The Uncomfortable Reality: Physics Always Wins
No amount of clever software, algorithm optimization, or wishful thinking can overcome fundamental physics. If your application needs:
- Wire-speed forwarding at 100+ Gbps: You need an ASIC. CPUs can't touch this (10-100x too slow), and FPGAs are marginal (2-5x too slow, 2-5x too power-hungry).
- Submicrosecond latency: You need custom hardware (ASIC or FPGA). CPUs take microseconds just for interrupt handling and context switching.
- Parallel processing of millions of packets per second: You need hardware pipelines.
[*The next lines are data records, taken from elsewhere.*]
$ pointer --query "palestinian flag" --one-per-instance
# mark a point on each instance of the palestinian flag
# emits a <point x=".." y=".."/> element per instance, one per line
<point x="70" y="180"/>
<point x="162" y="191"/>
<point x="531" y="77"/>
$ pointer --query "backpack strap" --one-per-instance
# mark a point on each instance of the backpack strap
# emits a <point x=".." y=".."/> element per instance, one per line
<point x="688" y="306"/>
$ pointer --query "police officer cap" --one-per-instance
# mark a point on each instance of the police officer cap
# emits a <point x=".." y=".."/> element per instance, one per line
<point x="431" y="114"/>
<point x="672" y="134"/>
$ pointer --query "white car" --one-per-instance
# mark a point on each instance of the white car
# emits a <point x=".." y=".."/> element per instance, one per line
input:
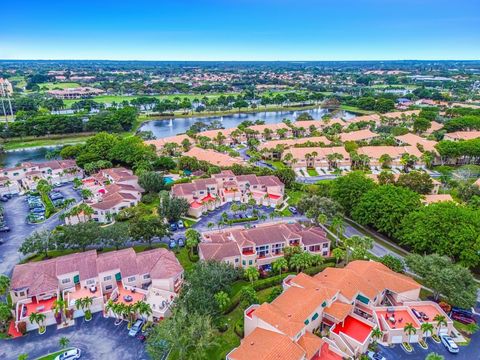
<point x="374" y="356"/>
<point x="71" y="354"/>
<point x="448" y="342"/>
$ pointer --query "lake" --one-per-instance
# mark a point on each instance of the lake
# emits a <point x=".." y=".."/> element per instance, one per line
<point x="170" y="127"/>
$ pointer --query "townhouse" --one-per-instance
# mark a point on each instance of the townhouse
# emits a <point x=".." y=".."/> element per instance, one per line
<point x="462" y="135"/>
<point x="359" y="135"/>
<point x="317" y="157"/>
<point x="213" y="157"/>
<point x="25" y="177"/>
<point x="208" y="194"/>
<point x="123" y="276"/>
<point x="332" y="314"/>
<point x="111" y="191"/>
<point x="262" y="245"/>
<point x="375" y="153"/>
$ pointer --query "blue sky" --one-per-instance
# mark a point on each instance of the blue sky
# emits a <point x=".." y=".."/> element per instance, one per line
<point x="241" y="29"/>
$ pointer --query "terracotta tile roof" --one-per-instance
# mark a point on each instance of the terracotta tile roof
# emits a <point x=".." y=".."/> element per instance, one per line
<point x="292" y="142"/>
<point x="312" y="344"/>
<point x="338" y="310"/>
<point x="41" y="277"/>
<point x="359" y="135"/>
<point x="367" y="277"/>
<point x="213" y="157"/>
<point x="263" y="344"/>
<point x="219" y="250"/>
<point x="412" y="139"/>
<point x="463" y="135"/>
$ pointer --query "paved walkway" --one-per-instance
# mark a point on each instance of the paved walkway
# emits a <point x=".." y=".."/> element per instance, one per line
<point x="16" y="211"/>
<point x="98" y="339"/>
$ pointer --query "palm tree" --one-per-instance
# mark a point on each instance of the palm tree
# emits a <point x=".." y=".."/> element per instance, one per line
<point x="251" y="274"/>
<point x="301" y="261"/>
<point x="435" y="356"/>
<point x="87" y="302"/>
<point x="192" y="239"/>
<point x="222" y="299"/>
<point x="338" y="253"/>
<point x="4" y="284"/>
<point x="279" y="265"/>
<point x="63" y="342"/>
<point x="38" y="318"/>
<point x="441" y="321"/>
<point x="143" y="309"/>
<point x="338" y="227"/>
<point x="59" y="307"/>
<point x="427" y="329"/>
<point x="410" y="330"/>
<point x="376" y="334"/>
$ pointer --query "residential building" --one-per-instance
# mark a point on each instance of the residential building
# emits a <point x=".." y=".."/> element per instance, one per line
<point x="208" y="194"/>
<point x="317" y="157"/>
<point x="75" y="93"/>
<point x="213" y="157"/>
<point x="359" y="135"/>
<point x="262" y="245"/>
<point x="343" y="306"/>
<point x="111" y="191"/>
<point x="395" y="153"/>
<point x="26" y="176"/>
<point x="414" y="140"/>
<point x="153" y="276"/>
<point x="462" y="135"/>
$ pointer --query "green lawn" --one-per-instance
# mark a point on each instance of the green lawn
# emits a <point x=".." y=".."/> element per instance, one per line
<point x="356" y="110"/>
<point x="59" y="85"/>
<point x="294" y="196"/>
<point x="312" y="172"/>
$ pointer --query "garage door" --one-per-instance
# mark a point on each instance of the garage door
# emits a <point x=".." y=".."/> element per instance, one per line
<point x="397" y="339"/>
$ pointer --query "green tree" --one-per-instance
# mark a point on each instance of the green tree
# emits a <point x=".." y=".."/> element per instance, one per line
<point x="384" y="207"/>
<point x="444" y="228"/>
<point x="223" y="300"/>
<point x="280" y="265"/>
<point x="439" y="274"/>
<point x="418" y="181"/>
<point x="63" y="342"/>
<point x="251" y="274"/>
<point x="348" y="189"/>
<point x="187" y="335"/>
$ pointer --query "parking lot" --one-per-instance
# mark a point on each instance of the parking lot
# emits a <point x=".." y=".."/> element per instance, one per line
<point x="15" y="212"/>
<point x="98" y="339"/>
<point x="470" y="352"/>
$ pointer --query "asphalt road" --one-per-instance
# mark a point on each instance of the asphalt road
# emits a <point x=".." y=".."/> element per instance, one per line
<point x="98" y="339"/>
<point x="16" y="211"/>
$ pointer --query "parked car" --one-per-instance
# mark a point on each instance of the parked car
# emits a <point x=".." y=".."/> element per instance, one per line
<point x="448" y="342"/>
<point x="172" y="244"/>
<point x="135" y="329"/>
<point x="462" y="318"/>
<point x="71" y="354"/>
<point x="374" y="356"/>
CPUs process serially (or with limited parallelism across cores).
Conversely, if you need:
- Complex protocol state machines: BGP, OSPF with thousands of neighbors and routes
- Frequent updates: New features, bug fixes, protocol extensions
- Integration with standard ecosystems: Linux, containers, cloud orchestration
You need a CPU. ASICs can't provide this flexibility, and FPGAs are too expensive to program (FPGA development requires hardware design expertise, not just software skills).
This is why network equipment has evolved into heterogeneous systems: ASICs for the fast path (packet forwarding), CPUs for the control plane (protocols, management), FPGAs for specialized middle ground (custom acceleration), and multiple memory types (SRAM for speed, DRAM for capacity, TCAM for parallel search).
It's not redundancy, poor design, or vendor profit maximization (okay, maybe a little of that). It's the inevitable result of physics (electron mobility, capacitance, power density), economics (NRE amortization, silicon cost, development expertise), and the relentless demands of moving packets at wire speed while also running BGP.
The next time you complain about network equipment costs (and you will, because a 100G router costs more than most cars), remember: inside that chassis is an orchestra of specialized silicon, each type doing what only it can do, because the universe gave us an iron triangle of performance, flexibility, and cost. You get to choose two, and network hardware chooses all three by using three different types of chips.
And that's why your packets need a CPU, an ASIC, and maybe an FPGA to get anywhere. Physics is a harsh mistress, but at least she's consistent.